Today we'll learn one of the most basic, but most powerful feature of a chrome extension... the content script. Code along with me or clone my repo to add it to your chrome.
If you'd like to further with your extension, here are some helpful docs.
Extensions: https://developer.chrome.com/docs/extensions/
Manifest: https://developer.chrome.com/docs/extensions/mv3/manifest/
API reference: https://developer.chrome.com/docs/extensions/reference/
Service workers: https://developer.chrome.com/docs/workbox/service-worker-overview/
In a new directory, create a manifest.json
file, it's the most important file of any extension and ties the whole thing together.

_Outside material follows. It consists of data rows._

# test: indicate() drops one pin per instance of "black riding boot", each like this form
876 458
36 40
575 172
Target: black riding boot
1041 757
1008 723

It's fairly self explanatory defines a content script that will run any twitter twitter path, after the page loads (as defined by "matches": ["https://twitter.com/*"]
)
{
"manifest_version": 3,
"name": "Twitter Blue hider",
"version": "1.0.0",
"description": "Simply hides the Twitter Blue button on twitter, makes the UI nicer on a smaller screens.",
"icons": {
"16": "twitter.png",
"48": "twitter.png",
"128": "twitter.png"
},
"action": {
"default_icons": {
"16": "twitter.png",
"48": "twitter.png",
"128": "twitter.png"
},
"default_title": "Twitter Blue hider"
},
"content_scripts": [
{
"matches": ["https://twitter.com/*"],
"css": ["twitter.css"]
}
]
}
The script simply runs the CSS in twitter.css
and targets an a tag inside the nav with an aria-label attribute of "Twitter Blue" and sets the display to none.
nav [aria-label='Twitter Blue'] {
display: none;
}
The extension is so simple in terms of function, now lets add it to our browser. Go to chrome://extensions/
in Chrome, Toggle on Developer Mode, click load unpacked and select the directory of your project.